Strip origin hints (filenames, "baseline"/"skill" comments).
2. RUBRIC — State scoring dimensions before reading the code.
3. JUDGE — Three personas score both versions (1-5 per dimension).
4. DECODE — Reveal A/B mapping only after ALL scoring is complete.
5. AGGREGATE — Tally dimension wins, compute per-persona averages.
Default Personas
| Persona | Focus | Dimensions |
|---|---|---|
| Bug Hunter | Correctness | Bugs, edge cases, error handling, race conditions |
| Architect | Design | Modularity, separation of concerns, extensibility |
| Pragmatist | Clarity | Readability, naming, documentation, maintainability |
Each persona scores 1-5 per dimension for both A and B, then picks a per-dimension winner. Append confidence: [h] high, [m] medium, [l] low.
Scoring Anchors
| Score | Meaning |
|---|---|
| 1 | Broken |
| 2 | Significant issues |
| 3 | Adequate |
| 4 | Good, minor issues |
| 5 | Excellent |
Anti-Bias Rules
- Judges never see origin labels ("baseline", "skill-version", "v1", "v2")
- Randomize which version is A — do not always assign the first-listed input as A
- Score each dimension independently — no holistic verdicts
- Sanitize identifying information (file paths, naming conventions that leak origin)
Custom Personas
Add a domain-specific persona when the defaults don't cover the task's concerns. Each needs:
- Name — role title
- Focus area — one sentence
- Scoring anchors — what 1 and 5 mean for this persona
Aggregation
- Per-experiment: Dimension wins across all personas. More wins takes the experiment.
- Cross-experiment: Tally experiment wins as "X/N won by [version]."
- Per-persona: Average scores to identify where improvement is strongest/weakest.
Example
Task: Compare two implementations of merge3().

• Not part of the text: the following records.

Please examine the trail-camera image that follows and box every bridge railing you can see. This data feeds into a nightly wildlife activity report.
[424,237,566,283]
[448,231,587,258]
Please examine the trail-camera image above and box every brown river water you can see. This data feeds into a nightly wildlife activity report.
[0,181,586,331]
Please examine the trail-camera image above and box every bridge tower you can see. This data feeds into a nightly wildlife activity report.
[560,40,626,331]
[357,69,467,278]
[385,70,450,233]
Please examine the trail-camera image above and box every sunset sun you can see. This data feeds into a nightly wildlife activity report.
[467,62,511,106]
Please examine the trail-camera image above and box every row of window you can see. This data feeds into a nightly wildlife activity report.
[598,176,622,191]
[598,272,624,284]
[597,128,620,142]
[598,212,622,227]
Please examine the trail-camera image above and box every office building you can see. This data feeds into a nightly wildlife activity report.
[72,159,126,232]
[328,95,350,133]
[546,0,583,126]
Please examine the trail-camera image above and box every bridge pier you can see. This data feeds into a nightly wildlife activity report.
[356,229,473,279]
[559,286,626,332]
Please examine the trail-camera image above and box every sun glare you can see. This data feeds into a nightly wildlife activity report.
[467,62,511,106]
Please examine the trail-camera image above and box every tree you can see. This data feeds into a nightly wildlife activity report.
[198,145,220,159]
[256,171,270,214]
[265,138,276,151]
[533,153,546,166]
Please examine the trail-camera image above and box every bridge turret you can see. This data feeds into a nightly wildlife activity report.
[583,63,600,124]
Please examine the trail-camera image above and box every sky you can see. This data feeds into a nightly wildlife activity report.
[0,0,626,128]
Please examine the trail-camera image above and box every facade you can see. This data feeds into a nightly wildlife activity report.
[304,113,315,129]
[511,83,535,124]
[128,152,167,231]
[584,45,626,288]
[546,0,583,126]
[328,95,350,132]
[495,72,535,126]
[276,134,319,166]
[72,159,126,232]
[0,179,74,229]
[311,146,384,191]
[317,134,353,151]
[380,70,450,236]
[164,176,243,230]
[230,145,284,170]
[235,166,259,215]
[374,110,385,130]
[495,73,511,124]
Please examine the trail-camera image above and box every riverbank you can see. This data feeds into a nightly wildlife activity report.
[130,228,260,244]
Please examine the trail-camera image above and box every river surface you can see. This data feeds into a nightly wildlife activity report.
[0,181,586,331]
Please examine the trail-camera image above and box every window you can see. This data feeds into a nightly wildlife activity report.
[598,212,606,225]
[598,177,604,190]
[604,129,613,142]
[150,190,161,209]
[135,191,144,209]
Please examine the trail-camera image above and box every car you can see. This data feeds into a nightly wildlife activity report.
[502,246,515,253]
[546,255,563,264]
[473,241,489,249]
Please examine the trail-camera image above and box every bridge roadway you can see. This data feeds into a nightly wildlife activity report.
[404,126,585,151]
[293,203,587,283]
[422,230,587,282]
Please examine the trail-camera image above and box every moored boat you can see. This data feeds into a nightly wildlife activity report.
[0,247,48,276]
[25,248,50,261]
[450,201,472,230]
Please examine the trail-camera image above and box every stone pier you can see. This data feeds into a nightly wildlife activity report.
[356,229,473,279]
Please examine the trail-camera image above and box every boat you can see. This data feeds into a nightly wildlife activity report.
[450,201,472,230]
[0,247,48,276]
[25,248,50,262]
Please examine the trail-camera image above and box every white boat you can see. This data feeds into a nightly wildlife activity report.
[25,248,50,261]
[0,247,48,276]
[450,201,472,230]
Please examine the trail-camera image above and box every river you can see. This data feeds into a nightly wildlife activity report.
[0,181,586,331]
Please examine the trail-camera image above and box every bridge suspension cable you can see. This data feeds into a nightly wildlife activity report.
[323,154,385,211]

## Label Assignment (private)
Coin flip: tails → Version A = skill-version, Version B = baseline
## Bug Hunter — Correctness
A B
Edge cases: 4[h] 3[h] — A handles empty-file edge case, B does not
Error path: 3[m] 3[m] — both miss error on binary input
Winner: A
## Architect — Design
A B
Modularity: 4[h] 3[h] — A separates hunk extraction cleanly
API surface: 3[m] 4[m] — B's top-level API has better early-exit
Winner: tie
## Pragmatist — Clarity
A B
Readability: 3[h] 4[h] — B's variable names are clearer
Documentation: 4[m] 3[m] — A has better docstring coverage
Winner: tie
## Decode
A = skill-version, B = baseline
## Result
Dimension wins: A=3, B=2, ties=1 → A wins this experiment.
Red Flags
STOP if you catch yourself doing any of these
- Evaluating without randomizing labels
- Reading origin labels before scoring is complete
- Giving only a holistic verdict with no per-dimension scores
- Skipping the upfront rubric ("I'll just see what stands out")
- Using a single perspective instead of multiple personas
STOP. Randomize. Score per-dimension. Then proceed.